Americans don't like to see unpleasant things. We pay people to prepare dead bodies for us. We don't see them until they are clean and dressed in a big cushy coffin. We don't ever see an animal slaughtered. We just pick up vacuum sealed meat from Wal-Mart. We also send our baby boys off for circumcision and get them back hours later when they are bandaged up and through screaming. I had to hold Micah down while the doctor cut away. Micah is over the whole thing. I, however, am still disturbed.

Now, we are four weeks into having the little guy at home and the other reality of missionary life is setting in. We are separated from our families. Micah has been a very demanding baby up until this point. He eats constantly and cries a lot. If we were at home we would have grand-parents and relatives to lean on. Here we don't. Kelli and I take turns with the kids. We call it tagging in and out.

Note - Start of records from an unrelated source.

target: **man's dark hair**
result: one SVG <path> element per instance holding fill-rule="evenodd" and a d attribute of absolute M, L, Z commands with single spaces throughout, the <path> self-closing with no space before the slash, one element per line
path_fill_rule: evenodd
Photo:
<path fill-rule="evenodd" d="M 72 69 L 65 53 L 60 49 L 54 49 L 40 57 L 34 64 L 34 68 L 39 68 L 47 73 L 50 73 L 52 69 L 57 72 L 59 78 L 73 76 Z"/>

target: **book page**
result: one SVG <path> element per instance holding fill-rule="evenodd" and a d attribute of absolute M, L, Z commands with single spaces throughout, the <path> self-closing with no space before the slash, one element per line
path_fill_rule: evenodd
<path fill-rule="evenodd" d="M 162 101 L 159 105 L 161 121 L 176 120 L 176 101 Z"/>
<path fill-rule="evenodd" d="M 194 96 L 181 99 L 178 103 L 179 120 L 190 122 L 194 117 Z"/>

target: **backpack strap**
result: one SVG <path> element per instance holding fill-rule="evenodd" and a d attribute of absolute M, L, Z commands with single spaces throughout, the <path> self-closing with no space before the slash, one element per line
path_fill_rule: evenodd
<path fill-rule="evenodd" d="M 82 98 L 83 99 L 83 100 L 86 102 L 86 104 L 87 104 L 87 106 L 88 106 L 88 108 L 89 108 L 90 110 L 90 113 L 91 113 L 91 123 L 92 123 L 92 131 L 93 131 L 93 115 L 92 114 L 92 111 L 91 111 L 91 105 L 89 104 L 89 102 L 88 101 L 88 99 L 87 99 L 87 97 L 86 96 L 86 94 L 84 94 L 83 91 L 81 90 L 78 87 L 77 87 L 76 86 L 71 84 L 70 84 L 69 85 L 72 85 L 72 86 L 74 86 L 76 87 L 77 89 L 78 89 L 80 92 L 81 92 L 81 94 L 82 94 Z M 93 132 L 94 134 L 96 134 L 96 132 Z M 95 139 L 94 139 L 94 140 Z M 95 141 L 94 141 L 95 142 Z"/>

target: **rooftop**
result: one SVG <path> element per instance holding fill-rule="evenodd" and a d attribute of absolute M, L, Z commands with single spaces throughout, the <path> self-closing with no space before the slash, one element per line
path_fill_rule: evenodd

We're learning to live with chronic fatigue and yearning for the day when Micah starts sleeping on a regular schedule.


Honestly, the process has been hard, but we thank God for getting us through so far and we know that He will sustain us. We are most thankful for the fact that Micah is healthy and growing.

Friday, August 8, 2008

Abu Shakra???

I decided on a pretty odd URL for this blog so I thought I might explain.

Several years ago I was volunteering at a local Christian missions school that ministers to Arabs. I was teaching religion and history to high-schoolers. The girls in my tenth grade history class decided that Mr. Jamison was too much to say and not sufficiently descriptive. They started calling me Abu Shakra. It means "father of the blond". The name stuck and for quite some time I answered to it.

I don't get called that as much as I used to, but I think that it is pretty representative of my life here. First of all it was given to me and used by the Jerusalem students that I love so much. Secondly, it symbolizes a life lived in a place where every single person who sees you immediately knows that you are a foreigner. And lastly, it's exactly where I am now. I am currently the father of four beautiful blond children.